Renee Burton rburton at infoblox.com
Fri Nov 2 13:38:32 UTC 2018


Hi,

I’m a longtime lurker of the mailing list and appreciate the wisdom and occasional debates in these exchanges. I wanted to share with the group a paper a colleague and I released some months ago on Slow Drip DDOS attacks.  I had been waiting for the paper to be hung off of the National Security Agency website, but that hasn’t yet happened, so I’ve decided to just go ahead and send to the mailing list.

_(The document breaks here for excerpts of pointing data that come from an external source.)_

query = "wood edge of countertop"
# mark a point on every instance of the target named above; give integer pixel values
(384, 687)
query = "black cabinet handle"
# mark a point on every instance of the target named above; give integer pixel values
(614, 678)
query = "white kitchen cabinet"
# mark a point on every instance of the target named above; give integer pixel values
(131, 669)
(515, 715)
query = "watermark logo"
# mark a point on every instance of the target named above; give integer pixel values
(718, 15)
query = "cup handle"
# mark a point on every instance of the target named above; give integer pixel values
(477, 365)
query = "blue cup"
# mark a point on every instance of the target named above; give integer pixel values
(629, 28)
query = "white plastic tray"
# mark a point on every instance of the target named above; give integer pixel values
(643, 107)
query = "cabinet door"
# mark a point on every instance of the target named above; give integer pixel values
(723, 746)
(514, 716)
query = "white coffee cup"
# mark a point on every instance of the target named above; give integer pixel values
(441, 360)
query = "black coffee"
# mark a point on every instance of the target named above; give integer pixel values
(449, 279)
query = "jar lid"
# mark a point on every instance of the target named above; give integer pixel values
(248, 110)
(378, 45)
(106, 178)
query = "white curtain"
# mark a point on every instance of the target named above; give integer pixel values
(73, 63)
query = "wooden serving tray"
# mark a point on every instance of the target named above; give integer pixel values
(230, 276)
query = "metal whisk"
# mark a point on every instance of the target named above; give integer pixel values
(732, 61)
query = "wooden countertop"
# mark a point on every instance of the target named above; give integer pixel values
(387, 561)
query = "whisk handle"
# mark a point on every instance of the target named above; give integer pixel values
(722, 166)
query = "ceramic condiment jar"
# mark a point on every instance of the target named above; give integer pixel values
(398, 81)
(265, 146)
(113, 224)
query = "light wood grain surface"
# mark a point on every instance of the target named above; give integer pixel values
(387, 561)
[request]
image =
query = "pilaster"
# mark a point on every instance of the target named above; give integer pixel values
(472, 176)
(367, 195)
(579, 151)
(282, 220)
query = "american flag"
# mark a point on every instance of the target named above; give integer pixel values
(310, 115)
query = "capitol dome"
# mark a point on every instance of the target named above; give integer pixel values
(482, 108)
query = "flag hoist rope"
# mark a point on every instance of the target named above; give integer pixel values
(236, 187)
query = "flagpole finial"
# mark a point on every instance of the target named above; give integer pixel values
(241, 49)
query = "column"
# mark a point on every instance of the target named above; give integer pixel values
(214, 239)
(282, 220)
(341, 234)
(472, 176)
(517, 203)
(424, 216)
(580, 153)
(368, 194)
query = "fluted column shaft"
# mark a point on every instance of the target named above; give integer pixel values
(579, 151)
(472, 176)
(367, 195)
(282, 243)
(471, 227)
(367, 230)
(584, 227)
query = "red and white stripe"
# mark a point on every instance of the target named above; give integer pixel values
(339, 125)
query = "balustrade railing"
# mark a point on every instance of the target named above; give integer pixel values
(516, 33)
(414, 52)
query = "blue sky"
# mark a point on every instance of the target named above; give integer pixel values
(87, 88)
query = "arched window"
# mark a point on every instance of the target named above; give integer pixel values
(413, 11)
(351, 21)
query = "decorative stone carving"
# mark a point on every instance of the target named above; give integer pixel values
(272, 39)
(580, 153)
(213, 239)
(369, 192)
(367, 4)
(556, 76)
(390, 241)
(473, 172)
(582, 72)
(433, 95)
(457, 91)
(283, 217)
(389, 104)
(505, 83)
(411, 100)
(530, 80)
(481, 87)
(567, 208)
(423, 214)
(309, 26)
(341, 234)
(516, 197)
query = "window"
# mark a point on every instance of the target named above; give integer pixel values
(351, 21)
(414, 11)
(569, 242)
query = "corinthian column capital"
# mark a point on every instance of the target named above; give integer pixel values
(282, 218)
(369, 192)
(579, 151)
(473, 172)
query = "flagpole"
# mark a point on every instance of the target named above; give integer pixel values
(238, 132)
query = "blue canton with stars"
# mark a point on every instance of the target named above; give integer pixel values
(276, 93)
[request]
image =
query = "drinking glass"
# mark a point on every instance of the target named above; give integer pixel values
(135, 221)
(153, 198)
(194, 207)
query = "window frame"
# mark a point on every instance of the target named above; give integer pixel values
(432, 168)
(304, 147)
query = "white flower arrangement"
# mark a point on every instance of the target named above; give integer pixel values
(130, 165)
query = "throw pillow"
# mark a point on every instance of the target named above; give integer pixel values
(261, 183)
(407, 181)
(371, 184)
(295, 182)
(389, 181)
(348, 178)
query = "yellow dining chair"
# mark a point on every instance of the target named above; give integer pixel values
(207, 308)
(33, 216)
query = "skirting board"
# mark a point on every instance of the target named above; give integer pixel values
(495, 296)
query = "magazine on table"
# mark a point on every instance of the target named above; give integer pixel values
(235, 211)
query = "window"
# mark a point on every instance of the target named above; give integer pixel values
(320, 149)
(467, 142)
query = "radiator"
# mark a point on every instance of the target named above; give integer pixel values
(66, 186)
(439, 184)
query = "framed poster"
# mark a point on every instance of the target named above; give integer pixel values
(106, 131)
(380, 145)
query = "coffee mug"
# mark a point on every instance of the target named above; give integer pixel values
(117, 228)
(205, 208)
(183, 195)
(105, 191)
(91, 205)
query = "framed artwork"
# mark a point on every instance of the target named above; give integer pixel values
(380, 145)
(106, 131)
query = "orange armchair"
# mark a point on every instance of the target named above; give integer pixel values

This paper shares the findings of a slow drip attack system we called ExploderBot, which is the largest and longest running such system, and a single actor. At this point, it might be OBE as the actor has been quiet since May 18, 2018, but they might yet pop up again.  I wanted to share this because:

  *   We heavily leveraged the mailing list archives and learnt a great deal from the DNS operating community during this research – thank you
  *   We do provide packet signatures that provide over 40 bits of check (over 60 if fully done) so that network operators who can do packet filtering could drop and thwart this actor.

There remain a lot of open questions for this actor, but we can leverage what we learnt here to identify and protect against other systems.

Here’s the link to ExploderBot: A Slow Drip System

https://www.researchgate.net/publication/328355903_ExploderBot_A_Slow_Drip_System


Renée Burton
 Sr. Staff Threat Researcher, Cyber Intelligence
rburton at infoblox.com<mailto:rburton at infoblox.com> | www.infoblox.com<http://www.infoblox.com>

DNS is like Othello: “five minutes to learn, a lifetime to master.”